During the Korea Japan Modern Art and Women Symposium held on May 31, professor Midori Wakaguwa gave a presentation entitled 'The Political Nature of Nudes in Japanese Modern Paintings.' The professor claimed that nudes, long considered apolitical and purely esthetic, was very much a political theme. Wakaguwa's claim created quite a stir in the domestic art circle.

"Why did countless artists choose the nude female body in the name of pursuing pure beauty?"

Wakaguwa points out that "nudes, which fix the eye on the female body, is not a symbol of the victory of modern esthetics but an abnormal and pathological claim of masculinity." The professor adds, "Nudes, which make passive objects out of women, became widespread because in a nation that has reached the stage of imperialism, nudes were the metaphor of the masculine strength and military prowess that invaded and colonized other countries." 

Based on the theory that art in a modern state with established imperialism is extremely 'genderized,' the professor explained, "Being 'genderized' means that the theme of paintings concentrate on the woman's body." 

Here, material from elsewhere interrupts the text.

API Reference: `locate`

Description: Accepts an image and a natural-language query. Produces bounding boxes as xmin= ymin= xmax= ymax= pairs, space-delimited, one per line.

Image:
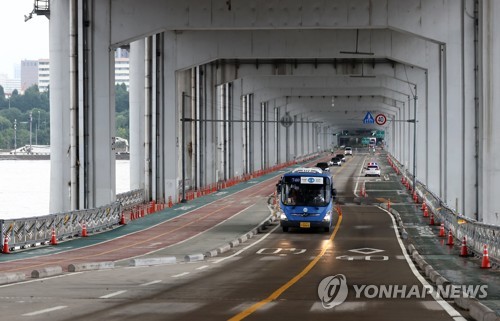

Ultimately, "Imperialism means the rule of others using the violence unique to a male-dominated society. Thus the desire of the state is expressed through the woman's body, which is either waiting to be or has already been conquered. Imperialist states needed female nudes as their political theme."

Professor Shinobu Ikeda, another participant at the Symposium, presented an opinion about the paintings of women clad in Chinese robes that were popular in Japan from the late 1920s to 1940s. The professor said that the paintings were "an invasion project, aimed at debilitating China by identifying it with the female body," thus proving once again the political nature of the female image in arts in the imperialist era.